Let $(x_n)_{n \in \mathbb{N} }$ be a sequence in $\mathbb{R}$.
How do we show : if $l$ is a limit of the sequence $(x_n)_{n \in \mathbb{N} }$ if and only if for all $x \neq l$, the number of indices $n$ such that $x_n = x$ is finite.
Determine the accumulation points of the sequence $(x_n)_{n \in \mathbb{N} }$ w.r.t. Zariski topology
On
You can translate the definition of “being a limit” using closed sets:
$ $ for every closed set $C$ not containing $l$, there exists $m$ such that, for $n>m$, $x_n\notin C$
The closed sets non containing $l$ are necessarily finite.
Suppose $l$ is a limit of the sequence. Then, taking $C=\{x\}$, with $x\ne l$, we see that the set $\{n\in\mathbb{N}:x_n=x\}$ is upper bounded, hence finite.
Suppose $l$ satisfies the condition about finiteness. Take a closed set $C$ not containing $l$. Then $C=\{r_1,r_2,\dots,r_k\}$ is finite and you should be able to finish up.

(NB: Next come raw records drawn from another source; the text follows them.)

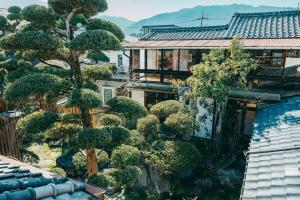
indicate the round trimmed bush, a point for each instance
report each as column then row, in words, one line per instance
column 181, row 124
column 34, row 124
column 131, row 109
column 171, row 157
column 85, row 99
column 100, row 180
column 166, row 108
column 149, row 126
column 94, row 137
column 126, row 155
column 110, row 120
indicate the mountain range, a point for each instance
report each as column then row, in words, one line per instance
column 212, row 15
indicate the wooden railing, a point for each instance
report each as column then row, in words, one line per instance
column 10, row 138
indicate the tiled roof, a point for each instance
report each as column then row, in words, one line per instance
column 273, row 170
column 19, row 181
column 292, row 43
column 267, row 25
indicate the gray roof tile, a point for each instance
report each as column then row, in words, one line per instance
column 267, row 25
column 16, row 181
column 273, row 170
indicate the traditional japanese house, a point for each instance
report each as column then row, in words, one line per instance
column 165, row 54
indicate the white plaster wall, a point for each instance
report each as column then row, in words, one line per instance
column 292, row 62
column 139, row 96
column 205, row 120
column 113, row 57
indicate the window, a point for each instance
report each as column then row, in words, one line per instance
column 136, row 59
column 108, row 93
column 120, row 60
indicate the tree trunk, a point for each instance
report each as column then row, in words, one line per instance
column 92, row 166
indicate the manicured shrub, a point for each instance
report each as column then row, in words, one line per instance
column 62, row 131
column 100, row 180
column 94, row 137
column 131, row 109
column 118, row 134
column 180, row 124
column 110, row 120
column 171, row 157
column 126, row 155
column 80, row 161
column 166, row 108
column 124, row 177
column 85, row 99
column 98, row 72
column 149, row 126
column 35, row 123
column 136, row 139
column 58, row 171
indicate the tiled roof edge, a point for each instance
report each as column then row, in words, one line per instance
column 264, row 14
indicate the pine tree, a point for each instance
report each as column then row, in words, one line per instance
column 51, row 35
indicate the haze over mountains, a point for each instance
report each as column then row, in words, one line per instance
column 216, row 15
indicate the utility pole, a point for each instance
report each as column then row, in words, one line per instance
column 202, row 18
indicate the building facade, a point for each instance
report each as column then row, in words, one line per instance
column 167, row 53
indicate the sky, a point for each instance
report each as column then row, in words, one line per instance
column 141, row 9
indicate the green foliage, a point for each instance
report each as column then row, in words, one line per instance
column 126, row 155
column 35, row 84
column 91, row 86
column 171, row 157
column 122, row 177
column 110, row 120
column 118, row 134
column 166, row 108
column 62, row 130
column 70, row 118
column 9, row 64
column 97, row 56
column 35, row 123
column 180, row 124
column 95, row 40
column 3, row 80
column 100, row 180
column 98, row 72
column 88, row 8
column 80, row 162
column 131, row 109
column 47, row 69
column 102, row 24
column 39, row 14
column 3, row 22
column 217, row 74
column 14, row 9
column 91, row 138
column 139, row 194
column 136, row 139
column 149, row 126
column 29, row 41
column 85, row 99
column 58, row 171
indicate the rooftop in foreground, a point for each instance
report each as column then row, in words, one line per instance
column 20, row 181
column 273, row 170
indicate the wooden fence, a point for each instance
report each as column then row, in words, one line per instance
column 10, row 138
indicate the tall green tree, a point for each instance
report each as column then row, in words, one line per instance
column 220, row 71
column 50, row 35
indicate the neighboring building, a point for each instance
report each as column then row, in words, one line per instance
column 20, row 181
column 273, row 170
column 121, row 58
column 167, row 53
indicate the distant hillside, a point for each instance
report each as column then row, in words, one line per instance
column 217, row 15
column 120, row 21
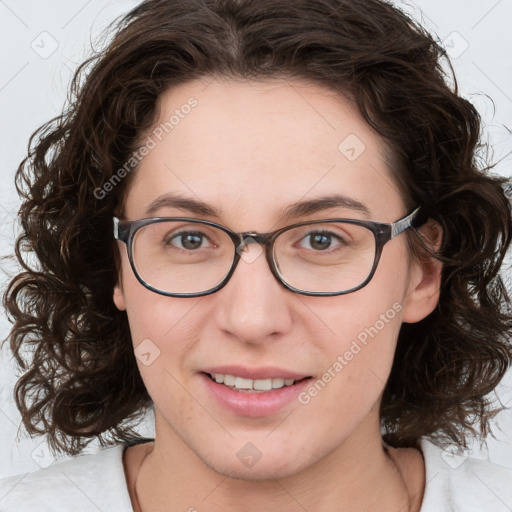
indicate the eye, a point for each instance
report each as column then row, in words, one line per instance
column 187, row 240
column 322, row 240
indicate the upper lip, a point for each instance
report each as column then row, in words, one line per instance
column 267, row 372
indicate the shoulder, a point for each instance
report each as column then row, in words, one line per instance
column 89, row 482
column 461, row 483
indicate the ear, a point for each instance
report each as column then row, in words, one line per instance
column 119, row 295
column 424, row 278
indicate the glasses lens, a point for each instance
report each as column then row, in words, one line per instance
column 325, row 257
column 182, row 256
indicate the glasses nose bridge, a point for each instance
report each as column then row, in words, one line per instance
column 252, row 237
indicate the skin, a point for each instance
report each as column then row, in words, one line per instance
column 251, row 149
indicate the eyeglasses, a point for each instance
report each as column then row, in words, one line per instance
column 186, row 257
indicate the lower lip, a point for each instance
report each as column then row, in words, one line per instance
column 254, row 404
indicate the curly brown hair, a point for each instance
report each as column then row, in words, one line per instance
column 80, row 379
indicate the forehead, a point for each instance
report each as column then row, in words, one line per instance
column 251, row 148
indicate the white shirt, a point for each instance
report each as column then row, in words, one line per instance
column 92, row 483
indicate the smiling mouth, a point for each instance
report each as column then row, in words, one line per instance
column 252, row 385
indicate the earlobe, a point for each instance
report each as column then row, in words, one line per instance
column 119, row 297
column 424, row 279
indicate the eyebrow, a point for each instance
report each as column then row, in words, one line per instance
column 301, row 208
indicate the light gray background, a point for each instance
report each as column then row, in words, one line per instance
column 41, row 43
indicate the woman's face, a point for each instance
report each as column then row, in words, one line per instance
column 250, row 150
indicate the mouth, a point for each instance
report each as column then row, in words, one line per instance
column 245, row 385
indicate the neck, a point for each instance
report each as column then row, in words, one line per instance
column 366, row 477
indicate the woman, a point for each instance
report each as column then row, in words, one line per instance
column 264, row 221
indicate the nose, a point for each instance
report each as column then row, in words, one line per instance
column 253, row 306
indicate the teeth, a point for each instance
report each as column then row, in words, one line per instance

What about accumulation points of the sequence? Using Kelley's terminology, a sequence is convergent to $l$ if (and only if) it is eventually in every (open) neighborhood of $l$ (it belongs there from a certain point on). The point $l$ is an accumulation point if (and only if) it is frequently in every (open) neighborhood of $l$ (for every $m$, there is $n$ such that $n>m$ and $x_n$ is in the given neighborhood).
If $l$ is an accumulation point of the sequence and $x\ne l$, for every $m$ there is $n>m$ such that $x_n\ne x$. In particular, $\{n\in\mathbb{N}:x_n\ne x\}$ is infinite.
Can you finish with the converse?
Suppose that $\lim x_n=l$ and $x\neq l$. $U_x=\mathbb{R}-\{x\}$ is an open subset which contains $l$, there exists $N$ such that $n>N$ implies that $x_n\in U_x$. This implies that $x_n\neq x$ for $n>N$.
Conversely suppose that $x\neq l$ implies that the set of $x_n$ such that $x_n\neq x$ is finite. Let $U$ be an open subset containing $l$, $U=\mathbb{R}-\{u_1,...,u_p\}$. Let $A\subset \mathbb{N}$ such that $a\in A$ implies that $x_a=x_i$. $A$ is finite. Let $N=\max A$. For every $n>N$, $x_n\neq u_i$ implies that $x_n\in U$.